È in corso nell’istituto una settimana di attività scelte e gestite dagli studenti
LANCIANO. È iniziata al rientro in classe, dopo la pausa natalizia, la “Settimana della creatività studentesca” al De Titta-Fermi. Niente didattica ordinaria fino a venerdì 13, ma una serie di attività scelte e gestite dagli studenti. Qualche genitore storce il naso, convinto che sia solo tempo sottratto alle lezioni e che la maggioranza dei ragazzi nemmeno segua le attività ricreative proposte. «È prerogativa degli studenti chiedere e ottenere forme di attività didattica diversa», spiega la dirigente scolastica Anna Maria Sirolli, «è un'alternativa all'autogestione, chiesta dai ragazzi come opportunità per sperimentare una didattica laboratoriale e creativa, studiando argomenti che solitamente nelle lezioni ordinarie i docenti non trattano. Le attività sono gestite direttamente dagli alunni che hanno sia coinvolto gli insegnanti per alcune discipline, sia individuato tra di loro alunni esperti per trattare argomenti da loro scelti. È una decisione passata al consiglio d'istituto, nel quale c'è sia una componente di ragazzi, sia di genitori, sia di insegnanti. In altre scuole è stato fatto prima di Natale, noi per motivi organizzativi abbiamo contrattato di farlo adesso. I ragazzi non sono lasciati soli nelle attività, ma i docenti vigilano attentamente».
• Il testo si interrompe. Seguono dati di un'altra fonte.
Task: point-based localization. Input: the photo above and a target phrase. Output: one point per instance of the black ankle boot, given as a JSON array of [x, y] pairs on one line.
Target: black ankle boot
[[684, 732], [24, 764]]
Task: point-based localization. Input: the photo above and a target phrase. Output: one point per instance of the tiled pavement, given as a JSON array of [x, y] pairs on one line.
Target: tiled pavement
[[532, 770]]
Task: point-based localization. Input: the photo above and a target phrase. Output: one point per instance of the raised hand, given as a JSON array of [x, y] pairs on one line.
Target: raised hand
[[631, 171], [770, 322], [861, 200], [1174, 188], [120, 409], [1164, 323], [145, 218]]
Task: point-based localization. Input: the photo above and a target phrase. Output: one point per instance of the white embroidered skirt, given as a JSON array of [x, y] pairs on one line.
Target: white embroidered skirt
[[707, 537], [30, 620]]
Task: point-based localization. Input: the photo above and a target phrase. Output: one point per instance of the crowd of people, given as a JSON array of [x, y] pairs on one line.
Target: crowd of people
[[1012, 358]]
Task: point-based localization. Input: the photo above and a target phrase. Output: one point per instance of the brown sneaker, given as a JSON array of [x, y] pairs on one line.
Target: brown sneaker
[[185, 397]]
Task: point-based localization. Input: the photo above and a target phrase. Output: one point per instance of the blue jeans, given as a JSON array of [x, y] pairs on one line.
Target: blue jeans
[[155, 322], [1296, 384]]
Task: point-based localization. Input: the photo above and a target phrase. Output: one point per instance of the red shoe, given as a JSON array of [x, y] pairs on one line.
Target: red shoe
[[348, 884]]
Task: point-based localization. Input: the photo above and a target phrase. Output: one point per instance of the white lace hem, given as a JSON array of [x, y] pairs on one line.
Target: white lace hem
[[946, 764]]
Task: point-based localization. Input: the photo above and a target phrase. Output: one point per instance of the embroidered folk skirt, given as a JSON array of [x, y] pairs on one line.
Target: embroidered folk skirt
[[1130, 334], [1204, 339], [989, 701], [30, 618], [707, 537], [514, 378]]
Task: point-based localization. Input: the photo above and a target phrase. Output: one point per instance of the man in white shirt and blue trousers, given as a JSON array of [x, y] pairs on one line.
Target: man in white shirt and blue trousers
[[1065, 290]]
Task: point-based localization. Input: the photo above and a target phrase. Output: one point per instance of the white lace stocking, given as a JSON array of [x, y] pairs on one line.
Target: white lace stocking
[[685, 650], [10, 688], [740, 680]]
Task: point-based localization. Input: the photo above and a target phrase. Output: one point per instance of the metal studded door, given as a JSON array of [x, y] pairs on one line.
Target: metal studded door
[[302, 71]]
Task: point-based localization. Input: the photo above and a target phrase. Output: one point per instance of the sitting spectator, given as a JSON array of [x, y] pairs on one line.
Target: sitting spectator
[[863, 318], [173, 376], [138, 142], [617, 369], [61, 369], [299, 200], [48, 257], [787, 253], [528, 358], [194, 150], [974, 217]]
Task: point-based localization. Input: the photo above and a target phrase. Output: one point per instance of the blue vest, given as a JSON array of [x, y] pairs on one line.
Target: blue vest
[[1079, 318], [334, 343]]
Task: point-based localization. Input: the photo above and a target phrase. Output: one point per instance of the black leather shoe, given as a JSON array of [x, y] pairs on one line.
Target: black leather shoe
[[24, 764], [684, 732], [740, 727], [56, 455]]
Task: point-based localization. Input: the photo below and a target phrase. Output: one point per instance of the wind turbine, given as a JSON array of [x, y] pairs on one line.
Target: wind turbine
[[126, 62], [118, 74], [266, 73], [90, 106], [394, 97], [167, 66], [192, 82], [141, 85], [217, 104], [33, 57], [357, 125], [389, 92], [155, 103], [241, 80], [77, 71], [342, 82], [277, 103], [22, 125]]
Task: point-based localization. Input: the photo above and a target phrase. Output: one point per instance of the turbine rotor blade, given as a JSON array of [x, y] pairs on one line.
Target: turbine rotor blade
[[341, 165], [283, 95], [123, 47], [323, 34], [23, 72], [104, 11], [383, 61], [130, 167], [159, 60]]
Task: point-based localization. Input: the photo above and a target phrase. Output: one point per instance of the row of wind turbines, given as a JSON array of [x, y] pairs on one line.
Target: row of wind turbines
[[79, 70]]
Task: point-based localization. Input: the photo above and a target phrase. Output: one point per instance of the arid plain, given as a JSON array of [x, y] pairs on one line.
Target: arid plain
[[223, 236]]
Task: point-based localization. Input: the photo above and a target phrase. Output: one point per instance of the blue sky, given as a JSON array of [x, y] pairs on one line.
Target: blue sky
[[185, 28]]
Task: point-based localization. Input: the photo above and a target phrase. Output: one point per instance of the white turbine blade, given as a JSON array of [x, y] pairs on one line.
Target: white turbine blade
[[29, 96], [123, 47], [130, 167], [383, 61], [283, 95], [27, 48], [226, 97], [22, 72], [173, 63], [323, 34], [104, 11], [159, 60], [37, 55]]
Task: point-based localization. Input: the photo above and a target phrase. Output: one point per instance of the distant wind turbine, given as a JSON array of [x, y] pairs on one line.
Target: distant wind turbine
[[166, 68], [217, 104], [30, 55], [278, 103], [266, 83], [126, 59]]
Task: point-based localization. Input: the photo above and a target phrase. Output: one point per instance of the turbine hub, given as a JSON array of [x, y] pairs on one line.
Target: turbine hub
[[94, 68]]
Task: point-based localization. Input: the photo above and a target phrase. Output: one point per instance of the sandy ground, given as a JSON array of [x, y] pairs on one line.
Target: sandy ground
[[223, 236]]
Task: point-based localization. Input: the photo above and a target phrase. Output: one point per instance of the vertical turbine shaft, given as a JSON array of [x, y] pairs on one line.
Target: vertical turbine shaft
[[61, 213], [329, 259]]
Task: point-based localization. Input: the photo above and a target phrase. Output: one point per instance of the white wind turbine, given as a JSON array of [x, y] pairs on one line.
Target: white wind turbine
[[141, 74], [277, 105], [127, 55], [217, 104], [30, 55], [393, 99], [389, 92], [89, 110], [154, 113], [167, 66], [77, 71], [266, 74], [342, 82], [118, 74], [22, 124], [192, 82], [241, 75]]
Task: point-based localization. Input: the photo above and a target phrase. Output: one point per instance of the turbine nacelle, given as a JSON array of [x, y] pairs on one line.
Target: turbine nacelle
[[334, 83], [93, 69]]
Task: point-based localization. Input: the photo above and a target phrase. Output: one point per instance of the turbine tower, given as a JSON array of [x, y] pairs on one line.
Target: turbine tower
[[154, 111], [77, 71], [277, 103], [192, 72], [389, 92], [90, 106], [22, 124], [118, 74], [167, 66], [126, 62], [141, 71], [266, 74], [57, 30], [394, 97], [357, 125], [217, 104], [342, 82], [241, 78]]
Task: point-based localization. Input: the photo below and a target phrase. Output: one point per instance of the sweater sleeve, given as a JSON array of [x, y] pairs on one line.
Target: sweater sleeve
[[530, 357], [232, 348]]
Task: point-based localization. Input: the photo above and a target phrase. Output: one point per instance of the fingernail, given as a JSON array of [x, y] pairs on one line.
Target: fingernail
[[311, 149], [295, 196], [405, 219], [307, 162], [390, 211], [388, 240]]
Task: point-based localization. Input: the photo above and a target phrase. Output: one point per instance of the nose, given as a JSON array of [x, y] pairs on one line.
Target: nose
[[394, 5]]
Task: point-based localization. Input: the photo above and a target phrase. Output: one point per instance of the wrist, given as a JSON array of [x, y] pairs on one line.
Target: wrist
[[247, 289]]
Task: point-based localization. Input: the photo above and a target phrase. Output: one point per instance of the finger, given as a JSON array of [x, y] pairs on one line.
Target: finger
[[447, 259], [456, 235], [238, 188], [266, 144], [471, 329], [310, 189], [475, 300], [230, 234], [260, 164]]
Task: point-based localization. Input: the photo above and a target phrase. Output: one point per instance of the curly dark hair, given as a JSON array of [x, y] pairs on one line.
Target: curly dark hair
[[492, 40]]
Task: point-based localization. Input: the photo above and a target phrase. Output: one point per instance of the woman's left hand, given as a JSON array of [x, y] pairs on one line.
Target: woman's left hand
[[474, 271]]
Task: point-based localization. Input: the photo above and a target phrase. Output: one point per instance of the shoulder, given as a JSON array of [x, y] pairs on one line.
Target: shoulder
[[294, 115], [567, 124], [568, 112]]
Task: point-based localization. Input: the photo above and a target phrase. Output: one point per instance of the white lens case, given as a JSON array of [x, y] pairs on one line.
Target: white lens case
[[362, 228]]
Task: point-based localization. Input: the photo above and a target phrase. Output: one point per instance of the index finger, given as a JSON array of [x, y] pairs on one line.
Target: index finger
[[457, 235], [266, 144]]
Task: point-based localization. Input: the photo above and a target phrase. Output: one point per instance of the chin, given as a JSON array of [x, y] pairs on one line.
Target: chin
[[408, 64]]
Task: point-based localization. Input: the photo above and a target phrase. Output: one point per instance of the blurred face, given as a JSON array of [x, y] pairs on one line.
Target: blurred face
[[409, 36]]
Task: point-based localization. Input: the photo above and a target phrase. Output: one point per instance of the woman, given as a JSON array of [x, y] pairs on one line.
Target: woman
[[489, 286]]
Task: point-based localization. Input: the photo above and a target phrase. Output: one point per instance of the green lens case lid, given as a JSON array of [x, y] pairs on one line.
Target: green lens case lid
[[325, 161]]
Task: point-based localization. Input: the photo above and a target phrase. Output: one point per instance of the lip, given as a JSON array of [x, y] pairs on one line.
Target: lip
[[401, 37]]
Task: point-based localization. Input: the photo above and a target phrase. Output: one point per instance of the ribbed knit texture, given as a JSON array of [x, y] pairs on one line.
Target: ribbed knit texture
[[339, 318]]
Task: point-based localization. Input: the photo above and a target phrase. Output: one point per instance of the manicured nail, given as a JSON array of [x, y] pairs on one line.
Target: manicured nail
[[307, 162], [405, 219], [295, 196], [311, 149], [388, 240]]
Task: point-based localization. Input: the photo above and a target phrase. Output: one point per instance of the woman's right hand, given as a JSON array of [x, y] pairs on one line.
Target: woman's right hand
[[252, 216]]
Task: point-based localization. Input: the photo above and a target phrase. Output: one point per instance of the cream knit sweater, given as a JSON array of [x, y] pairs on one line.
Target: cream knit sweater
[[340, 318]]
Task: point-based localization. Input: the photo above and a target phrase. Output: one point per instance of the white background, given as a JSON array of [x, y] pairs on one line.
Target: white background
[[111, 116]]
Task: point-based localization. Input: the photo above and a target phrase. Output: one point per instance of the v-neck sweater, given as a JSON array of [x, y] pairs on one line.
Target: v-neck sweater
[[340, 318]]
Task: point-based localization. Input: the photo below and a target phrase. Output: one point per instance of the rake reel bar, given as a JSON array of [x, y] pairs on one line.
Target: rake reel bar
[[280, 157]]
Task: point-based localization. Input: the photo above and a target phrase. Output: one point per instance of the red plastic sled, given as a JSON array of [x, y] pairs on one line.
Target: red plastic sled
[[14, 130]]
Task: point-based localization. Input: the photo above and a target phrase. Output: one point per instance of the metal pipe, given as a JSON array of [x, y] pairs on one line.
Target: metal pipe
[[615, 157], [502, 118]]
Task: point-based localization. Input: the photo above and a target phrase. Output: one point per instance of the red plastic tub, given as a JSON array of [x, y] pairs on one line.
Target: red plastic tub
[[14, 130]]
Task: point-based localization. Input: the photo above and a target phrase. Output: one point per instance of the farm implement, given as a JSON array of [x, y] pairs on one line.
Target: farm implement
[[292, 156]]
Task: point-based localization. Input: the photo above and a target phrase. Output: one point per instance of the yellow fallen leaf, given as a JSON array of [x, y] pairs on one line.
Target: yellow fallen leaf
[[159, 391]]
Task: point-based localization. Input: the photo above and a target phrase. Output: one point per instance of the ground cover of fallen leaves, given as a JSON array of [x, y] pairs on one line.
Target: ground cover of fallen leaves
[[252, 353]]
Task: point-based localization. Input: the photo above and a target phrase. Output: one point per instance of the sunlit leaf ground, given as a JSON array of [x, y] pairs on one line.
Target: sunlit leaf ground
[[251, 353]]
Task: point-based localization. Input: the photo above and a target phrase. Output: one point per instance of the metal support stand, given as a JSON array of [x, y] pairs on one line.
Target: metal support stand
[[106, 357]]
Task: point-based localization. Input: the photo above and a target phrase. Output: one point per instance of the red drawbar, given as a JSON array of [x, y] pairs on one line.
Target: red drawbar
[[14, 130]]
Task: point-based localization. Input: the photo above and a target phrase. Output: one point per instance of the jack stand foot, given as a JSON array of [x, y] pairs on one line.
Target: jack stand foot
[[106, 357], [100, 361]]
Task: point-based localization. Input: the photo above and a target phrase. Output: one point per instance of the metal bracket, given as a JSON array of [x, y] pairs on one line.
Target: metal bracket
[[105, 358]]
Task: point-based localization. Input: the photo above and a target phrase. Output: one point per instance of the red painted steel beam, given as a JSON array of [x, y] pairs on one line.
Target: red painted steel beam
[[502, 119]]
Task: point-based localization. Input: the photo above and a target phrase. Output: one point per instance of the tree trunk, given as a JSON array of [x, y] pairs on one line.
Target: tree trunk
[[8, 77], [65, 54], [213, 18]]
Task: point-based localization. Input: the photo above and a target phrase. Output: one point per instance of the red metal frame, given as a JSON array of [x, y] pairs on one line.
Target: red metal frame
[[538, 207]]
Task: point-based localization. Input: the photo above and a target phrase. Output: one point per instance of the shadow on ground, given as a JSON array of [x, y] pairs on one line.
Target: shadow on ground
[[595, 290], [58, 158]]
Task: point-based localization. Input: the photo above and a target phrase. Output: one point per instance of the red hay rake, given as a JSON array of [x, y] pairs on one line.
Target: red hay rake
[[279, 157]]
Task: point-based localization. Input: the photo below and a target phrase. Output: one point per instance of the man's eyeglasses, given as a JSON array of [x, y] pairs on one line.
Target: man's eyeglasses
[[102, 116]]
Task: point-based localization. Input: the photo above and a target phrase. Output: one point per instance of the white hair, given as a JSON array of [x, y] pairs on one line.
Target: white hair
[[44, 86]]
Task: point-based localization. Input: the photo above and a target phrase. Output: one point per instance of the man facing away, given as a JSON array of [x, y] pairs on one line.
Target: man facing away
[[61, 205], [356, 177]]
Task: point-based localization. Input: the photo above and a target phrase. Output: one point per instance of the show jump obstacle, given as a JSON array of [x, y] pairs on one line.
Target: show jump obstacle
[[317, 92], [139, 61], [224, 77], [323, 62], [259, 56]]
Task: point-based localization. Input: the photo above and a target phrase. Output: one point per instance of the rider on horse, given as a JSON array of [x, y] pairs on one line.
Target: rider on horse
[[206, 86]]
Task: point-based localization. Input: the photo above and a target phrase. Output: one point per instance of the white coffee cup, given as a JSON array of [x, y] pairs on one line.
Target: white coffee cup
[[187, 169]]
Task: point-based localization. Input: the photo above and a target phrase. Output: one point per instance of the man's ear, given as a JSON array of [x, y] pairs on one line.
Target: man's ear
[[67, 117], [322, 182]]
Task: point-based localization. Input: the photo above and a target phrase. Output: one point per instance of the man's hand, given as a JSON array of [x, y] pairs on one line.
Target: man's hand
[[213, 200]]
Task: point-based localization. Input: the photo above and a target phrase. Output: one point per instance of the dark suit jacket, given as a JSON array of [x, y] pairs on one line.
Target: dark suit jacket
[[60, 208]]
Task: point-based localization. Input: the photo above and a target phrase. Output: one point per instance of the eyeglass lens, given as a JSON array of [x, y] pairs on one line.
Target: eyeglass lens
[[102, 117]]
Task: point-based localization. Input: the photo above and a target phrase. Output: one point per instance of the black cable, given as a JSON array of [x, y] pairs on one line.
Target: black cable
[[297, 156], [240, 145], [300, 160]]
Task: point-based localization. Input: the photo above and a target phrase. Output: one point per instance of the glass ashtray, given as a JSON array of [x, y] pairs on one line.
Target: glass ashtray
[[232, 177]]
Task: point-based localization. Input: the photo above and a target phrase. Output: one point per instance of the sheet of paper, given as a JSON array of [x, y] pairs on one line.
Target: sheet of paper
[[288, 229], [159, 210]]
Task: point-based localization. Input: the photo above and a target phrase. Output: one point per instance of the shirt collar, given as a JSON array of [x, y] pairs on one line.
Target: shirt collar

Se alcune attività sembrano meramente di svago, come giochi a carte o balli di gruppo, altre cercano di tirare fuori le passioni degli adolescenti. «L'obiettivo di molti corsi è questo», dice Michelle Di Battista, rappresentante d'istituto, «come quelli musicali in cui si provano vari strumenti; c'è una ragazza che si è offerta per un corso di estetica e cura della pelle, un modo di esplorare altre opportunità dopo la scuola. Ci sono corsi di conversazione in lingua straniera, aule-film, quiz di cultura generale, tornei sportivi, ma anche aule-studio per chi vuole fare approfondimenti con il professore che è sempre presente. C'è confusione nei corridoi solo al cambio dell'ora, che serve ai ragazzi per scegliere il corso a cui aderire, una sorta di modello americano. Dopo questi due anni di Covid, in molti si lamentavano della mancanza di socializzazione», spiega Michelle, «questo è un giusto compromesso tra lo scoprire le proprie passioni e socializzare, ad esempio attraverso lo sport e i tornei in palestra che coinvolgono tutte le squadre dell'istituto».